I once chased our neighbor’s cat that had caught a baby rabbit that was still alive. Over the roof of our house we went, across the wall, over the roof of the neighbor’s house, across their back yard, the back wall, back onto our side and through the bushes. Though it wasn’t easy, I was determined to save that little white-tailed bunny. That cat finally got tired of carrying the weight, and I picked it up, still alive, but likely frightened half to death. I took it inside, at my age believing I could save it. Dad let me hold onto my hopes for a couple hours until the bunny went catatonic, I think, or whatever bunnies do. Then he took it into the garage. I sneaked after him to see what he would do. He put the bunny’s head into a vice and hammered a nail into its head. A quick, humane death, I suppose. Or did he shoot them?

Fortunately, I had lots of stuffed animals upstairs in my bunk to tell my troubles to, since it was dark by then.

Dad once took Diann and me into the garage to shoot his black pistol. The plan was to teach us to be afraid of guns. The shot in the garage was plenty loud enough to scare us, to say nothing of the kickback in the hand of a little girl.

I grew up with what I consider a healthy fear of guns.

Though I turned out to be a good shot with a rifle, I don’t like them. I don’t care to be around guns, and I am wary around people who carry them. I believe gun laws in this country are much, much too lenient.

Did Dad shoot the puppies or use the nail? He liked Dusty, I think, though he didn’t take care of her properly, not enough to have her spayed. Maybe he still hoped for those purebreds. I don’t believe he was entirely without feelings. What did it do to him to “take care” of each of those puppies?

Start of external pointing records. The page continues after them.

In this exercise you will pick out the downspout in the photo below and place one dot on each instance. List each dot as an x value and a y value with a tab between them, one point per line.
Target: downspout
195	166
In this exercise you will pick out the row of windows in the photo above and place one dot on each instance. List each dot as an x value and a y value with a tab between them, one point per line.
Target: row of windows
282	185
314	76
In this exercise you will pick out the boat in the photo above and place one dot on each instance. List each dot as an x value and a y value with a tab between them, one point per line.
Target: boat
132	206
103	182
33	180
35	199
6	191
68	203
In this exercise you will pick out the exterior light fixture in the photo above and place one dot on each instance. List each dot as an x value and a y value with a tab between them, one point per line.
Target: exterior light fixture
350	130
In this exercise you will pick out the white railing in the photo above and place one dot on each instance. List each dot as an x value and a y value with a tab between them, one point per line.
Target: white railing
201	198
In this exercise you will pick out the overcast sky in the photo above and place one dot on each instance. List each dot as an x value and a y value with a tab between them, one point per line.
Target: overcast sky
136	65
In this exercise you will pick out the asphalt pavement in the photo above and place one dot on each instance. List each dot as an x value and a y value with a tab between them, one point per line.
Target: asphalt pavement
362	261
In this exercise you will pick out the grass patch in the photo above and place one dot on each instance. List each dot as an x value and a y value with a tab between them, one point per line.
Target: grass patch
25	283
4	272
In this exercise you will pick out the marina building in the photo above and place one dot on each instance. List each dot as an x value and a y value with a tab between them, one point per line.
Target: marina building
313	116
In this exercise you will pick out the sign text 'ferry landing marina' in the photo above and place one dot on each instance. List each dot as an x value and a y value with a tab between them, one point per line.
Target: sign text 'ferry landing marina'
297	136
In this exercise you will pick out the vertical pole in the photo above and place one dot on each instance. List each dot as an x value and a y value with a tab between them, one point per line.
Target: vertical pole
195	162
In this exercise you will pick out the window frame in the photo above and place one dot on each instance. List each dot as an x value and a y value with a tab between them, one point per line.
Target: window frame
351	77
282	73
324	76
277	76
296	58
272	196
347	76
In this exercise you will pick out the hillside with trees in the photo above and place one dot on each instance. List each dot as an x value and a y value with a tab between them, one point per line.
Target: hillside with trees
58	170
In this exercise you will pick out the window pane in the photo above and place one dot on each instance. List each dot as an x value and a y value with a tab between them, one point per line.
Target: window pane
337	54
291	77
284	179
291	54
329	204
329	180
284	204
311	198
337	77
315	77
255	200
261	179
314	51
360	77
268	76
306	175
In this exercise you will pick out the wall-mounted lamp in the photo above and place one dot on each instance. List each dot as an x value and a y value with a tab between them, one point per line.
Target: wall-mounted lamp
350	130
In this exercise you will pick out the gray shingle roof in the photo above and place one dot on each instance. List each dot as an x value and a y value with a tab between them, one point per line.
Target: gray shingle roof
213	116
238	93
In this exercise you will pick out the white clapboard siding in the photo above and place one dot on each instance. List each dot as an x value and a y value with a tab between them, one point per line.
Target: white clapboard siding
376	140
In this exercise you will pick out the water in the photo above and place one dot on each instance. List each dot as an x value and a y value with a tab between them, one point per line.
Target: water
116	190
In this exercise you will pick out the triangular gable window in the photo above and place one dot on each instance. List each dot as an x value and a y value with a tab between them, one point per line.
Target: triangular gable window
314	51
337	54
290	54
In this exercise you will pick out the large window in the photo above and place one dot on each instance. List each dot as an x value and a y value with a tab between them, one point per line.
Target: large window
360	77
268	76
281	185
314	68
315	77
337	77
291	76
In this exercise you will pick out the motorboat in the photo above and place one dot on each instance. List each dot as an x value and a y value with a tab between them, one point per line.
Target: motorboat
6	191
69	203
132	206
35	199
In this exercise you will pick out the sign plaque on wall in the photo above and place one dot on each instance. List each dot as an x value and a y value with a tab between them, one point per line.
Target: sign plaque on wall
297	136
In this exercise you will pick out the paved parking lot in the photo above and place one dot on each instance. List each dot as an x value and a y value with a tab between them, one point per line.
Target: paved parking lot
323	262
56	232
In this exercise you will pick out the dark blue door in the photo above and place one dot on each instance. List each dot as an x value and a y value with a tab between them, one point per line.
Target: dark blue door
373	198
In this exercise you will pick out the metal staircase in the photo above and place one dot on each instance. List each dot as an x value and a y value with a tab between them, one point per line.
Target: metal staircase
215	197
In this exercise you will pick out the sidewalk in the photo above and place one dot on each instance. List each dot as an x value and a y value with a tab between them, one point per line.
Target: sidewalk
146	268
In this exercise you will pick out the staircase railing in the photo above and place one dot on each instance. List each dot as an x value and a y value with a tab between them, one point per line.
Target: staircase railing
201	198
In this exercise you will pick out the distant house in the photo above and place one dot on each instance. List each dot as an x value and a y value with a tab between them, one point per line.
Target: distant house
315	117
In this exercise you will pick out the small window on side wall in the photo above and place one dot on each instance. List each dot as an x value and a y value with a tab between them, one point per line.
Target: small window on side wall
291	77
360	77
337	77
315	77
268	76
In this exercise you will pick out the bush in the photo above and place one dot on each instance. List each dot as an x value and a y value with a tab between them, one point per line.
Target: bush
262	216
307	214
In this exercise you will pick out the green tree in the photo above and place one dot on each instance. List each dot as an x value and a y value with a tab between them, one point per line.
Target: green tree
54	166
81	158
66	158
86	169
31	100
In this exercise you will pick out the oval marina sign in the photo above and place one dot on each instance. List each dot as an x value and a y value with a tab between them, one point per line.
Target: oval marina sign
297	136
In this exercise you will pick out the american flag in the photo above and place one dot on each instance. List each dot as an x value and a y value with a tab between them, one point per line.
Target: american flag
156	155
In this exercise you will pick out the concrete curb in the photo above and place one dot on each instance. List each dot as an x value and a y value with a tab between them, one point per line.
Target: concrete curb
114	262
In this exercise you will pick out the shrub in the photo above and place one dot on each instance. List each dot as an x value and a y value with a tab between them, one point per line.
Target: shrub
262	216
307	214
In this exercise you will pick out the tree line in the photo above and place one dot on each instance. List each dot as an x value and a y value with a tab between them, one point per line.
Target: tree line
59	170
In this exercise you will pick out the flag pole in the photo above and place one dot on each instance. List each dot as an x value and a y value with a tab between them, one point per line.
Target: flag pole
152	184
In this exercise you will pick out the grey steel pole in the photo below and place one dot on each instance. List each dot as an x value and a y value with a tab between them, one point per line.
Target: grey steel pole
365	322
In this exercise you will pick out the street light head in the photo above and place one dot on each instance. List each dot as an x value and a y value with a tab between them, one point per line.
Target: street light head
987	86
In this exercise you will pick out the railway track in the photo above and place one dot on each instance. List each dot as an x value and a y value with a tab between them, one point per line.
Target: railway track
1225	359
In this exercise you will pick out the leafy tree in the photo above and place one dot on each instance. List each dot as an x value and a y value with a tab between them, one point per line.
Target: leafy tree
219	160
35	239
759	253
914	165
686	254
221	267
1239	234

I had always wanted a dog of my own.

When Mom went to work, they decided we needed a dog to protect Diann and me when we were home alone. I named the black and white puppy Maverick after a calf that had lost its mother. He was originally for both my sister and I, until Diann got tired of feeding and cleaning up his messes, then he became mine alone. I read one of Dad’s dog books from cover to cover and trained poor Maverick in everything, from sitting to staying to sneaking around under blanket-covered furniture, including silent hand calls. I never hit him, as I believed in positive reinforcement—plenty of love and treats. 

My dog Maverick
Maverick

Maverick became another place I’d go with my troubles. His fur got dampened more than once with frustrated tears. Good ol’ buddy.

Now we had Maverick for protection while Mom worked, but none of her friends lived nearby. Aunt Amy had ceased visiting us, even during storms. Dad made her uncomfortable. When I was older Mom said that Amy began walking to a local bar for company, (she didn’t drive) where she met a man she invited to live with her. 

Mom’s sister, Dot, and her husband were the only ones of her family left, now that Grandma Flavel was gone. Dad would close that possible loophole next.